3人が好き勝手を言うなかでも、アネーキは怪しい笑みをくずさず、自信たっぷりに言うのでした。
「すべては神のお導きですよ、国王様」
国王には「神の導き」がどういったことを指すのか、よく分かりませんでした。大げさな表現にも思えたのです。しかし、絵の中の少女に恋をしているようなヤスキー王子に良い相手を見つけるのは、それこそ神でなければ無理だと、納得したのでした。
「つきましては、このアネーキに、パーティーの準備をお任せください」
「んま、素晴らしいわ! ぜひそうしてちょうだい」
「んむ、頼んだぞ」
大魔女の言うことなら間違いないと、王妃と国王は二つ返事で承知しました。ヤスキーはまだ不満がありそうでしたが、アネーキは急に人差し指を口元に当て、
「王子、お召しものに灰が付いていますよ」
「……そうか。気を付ける」
ヤスキーは袖の汚れを払った後、しぶしぶといった様子でうなずいたのでした。3人の同意を得たアネーキは、魔女らしい魅力的な笑みを浮かべると、さっそく準備にとりかかりました。
こうして、聖なる日のパーティーが開かれることになったのです。
パーティー
その夜、これまでにないほど盛大な舞踏会が開かれました。国の重役たちが集まり、その子女がきらびやかな衣装で交流を深めます。王子の花嫁さがしだけではなく、貴族たちの社交の場にもなっているのです。
今夜もあちらこちらで恋人が誕生しています。外に降り積もった雪さえも溶かさんばかりに、人々は熱狂していました。
さて、そんな様子を、いつものように2階のテラス席からながめていたヤスキー。そばには魔女・アネーキと宰相がひかえています。
「本当に『奇跡』とやらは起きるのだろうな」
「はい、ヤスキー王子。きっとうまくいきます」
答えるアネーキに、宰相は疑いの目を向けていました。彼はよそ者である大魔女のことを心の底から信用しているわけではないのです。
ヤスキーも同じ気持ちだったのか、魔女に意地悪な質問を重ねます。
「ふん、『奇跡』などと。そなたの得意な魔法で、ネズミを美女に変えたりはしないだろうな?」
そうだそうだと、宰相は内心勢いづいて魔女の出方をうかがいます。しかし彼女はあくまでも冷静でした。
「うふふ、これはおきびしい。ではお疑いでしたら、これを身につけてください」
魔女がヤスキーに渡したのは、小ぶりなカボチャで作ったペンダントでした。
「これは……うわさには聞くぞ。魔法で光るのだろう。なあ宰相」
「はい、王子。近くで魔法が使われると、それを感知して自ら発光する魔法の道具です」
「さすが宰相様。物知りですね。はい、あなたにもお一つ」
宰相はペンダントを受け取ると、目をぱちくりさせました。
「他にも、カボチャ地獄――魔女見習いの修練のことですが――などにも使われるんですけどね」
その時だけアネーキは、苦々しい顔を見せたのでした。彼女も昔、よほど苦労したのでしょう。
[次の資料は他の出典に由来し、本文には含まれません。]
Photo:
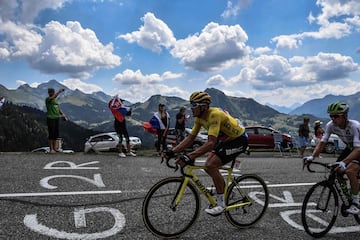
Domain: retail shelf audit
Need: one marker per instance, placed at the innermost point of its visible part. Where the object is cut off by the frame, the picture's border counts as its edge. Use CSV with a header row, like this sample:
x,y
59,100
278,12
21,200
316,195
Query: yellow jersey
x,y
219,124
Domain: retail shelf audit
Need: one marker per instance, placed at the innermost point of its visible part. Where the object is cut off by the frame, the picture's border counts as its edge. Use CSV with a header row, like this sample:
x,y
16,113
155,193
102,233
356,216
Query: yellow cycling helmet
x,y
200,97
338,107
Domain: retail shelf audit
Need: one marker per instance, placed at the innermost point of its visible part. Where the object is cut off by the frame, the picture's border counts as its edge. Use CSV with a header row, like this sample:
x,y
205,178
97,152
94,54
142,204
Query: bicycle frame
x,y
190,175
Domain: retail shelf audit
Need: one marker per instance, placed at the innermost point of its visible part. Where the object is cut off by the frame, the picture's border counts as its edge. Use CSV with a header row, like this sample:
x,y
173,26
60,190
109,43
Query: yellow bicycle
x,y
172,205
さて、夜も更け、パーティーは大盛上がりですが、いつまで経ってもヤスキーの相手は現れません。
「まだ来ぬのか」
「まだなのね」
会場の中心で仲良く踊っていた国王夫妻が、ふと我に返って不安そうに顔を見合わせた、その時。
ヤスキーが立ち上がりました。
踊りに興じていた貴族の子女、そして国王も、なにごとかと動きを止めます。これまでずっと退屈そうに座っていた彼が、パーティーがお開きになるまでに自分から立ち上がるのは、初めてのことでした。
しんと静まりかえったホール、ヤスキーの視線の先には、一人の少女がいました。